Now, what if in an agentic system that I described earlier, we take a much higher magnitude goal? What if the goal of AP is not just to pay invoices on time but to optimize our cash flow? The system has the freedom to operate fluidly within the boundaries that we set. A particular invoice will go through all of the steps, but then a second invoice comes in and the agents will know that this invoice is in Euro and I have a 60-day payment term on this particular invoice. That means I'm going to call a Forex trading agent and say, can I invest this for 59 days and actually improve my cash flow? Or a third invoice comes in and it recognizes that the last four times I approved this particular vendor payment, it had to go into dispute because we did not like the quality of the deliverable that the vendor had. And so this time, I'm going to proactively bring human in the loop and say, even though approval processes have confirmed, I'm going to enroll the human and say, hey, last four times we didn't like what happened here. Do you still want me to pay?

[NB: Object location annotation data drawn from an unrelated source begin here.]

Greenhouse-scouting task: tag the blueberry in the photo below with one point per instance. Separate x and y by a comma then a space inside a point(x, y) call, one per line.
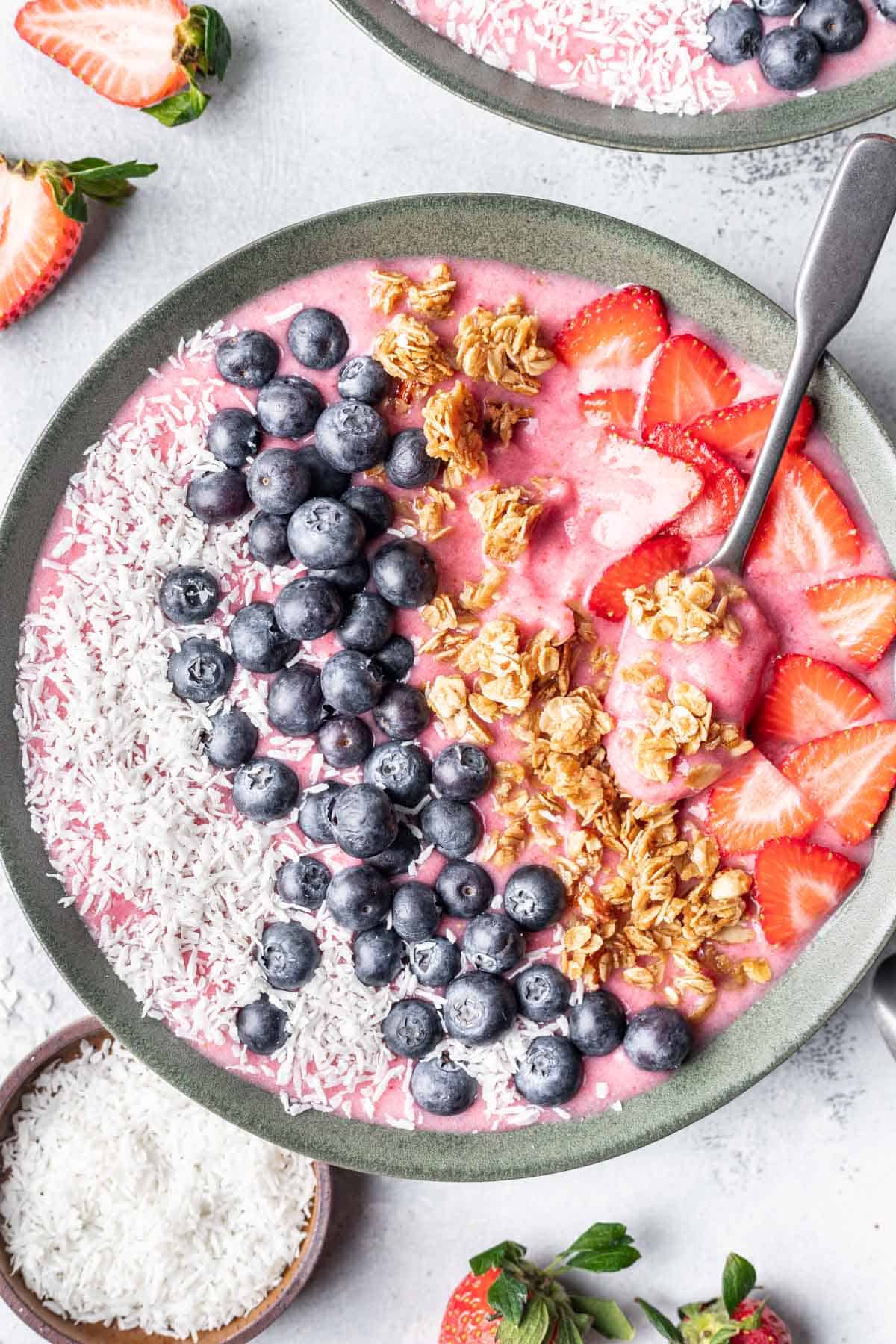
point(294, 700)
point(308, 608)
point(265, 789)
point(454, 828)
point(364, 820)
point(408, 464)
point(659, 1039)
point(249, 359)
point(363, 379)
point(316, 812)
point(258, 641)
point(302, 882)
point(279, 480)
point(267, 539)
point(435, 961)
point(479, 1007)
point(378, 956)
point(402, 712)
point(462, 772)
point(415, 912)
point(837, 25)
point(344, 741)
point(464, 889)
point(234, 436)
point(411, 1028)
point(541, 992)
point(373, 505)
point(494, 942)
point(352, 683)
point(367, 624)
point(405, 573)
point(551, 1071)
point(289, 954)
point(218, 497)
point(535, 897)
point(231, 739)
point(359, 898)
point(326, 532)
point(317, 337)
point(401, 769)
point(598, 1023)
point(289, 408)
point(734, 34)
point(188, 594)
point(261, 1027)
point(200, 671)
point(790, 58)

And so that's a much higher order task, but also much more fluid workflows that are happening here. Today, as I was talking about, we are already seeing goal-based agents being in play. This is where you have a planning agent or a planner that takes this higher order task.

It breaks it into manageable chunks. Then you have an orchestrator that works across individual agents inside each of the functions like procurement, receiving, accounts payable, treasury, and goods to get to the payment and reduce the cycle time. In fact, we are seeing this in Amazon as well. I'll give you an example of an orchestrator within Amazon.

In our warehouses, we have over a million robots that help us safely and quickly move packages around. We have an orchestrator called Deep Fleet, which you can think of as the brain of this robotic fleet that manages these million robots distributed all over the world across our warehouses. By constantly optimizing that, we are able to reduce travel time by ten percent. Now, ten percent may not sound like a lot, but at our scale with a million robots and multiple hundreds of warehouses and distribution centers, that means we are able to get packages faster to you. That is an example of an orchestrator operating at scale and optimizing the business outcome.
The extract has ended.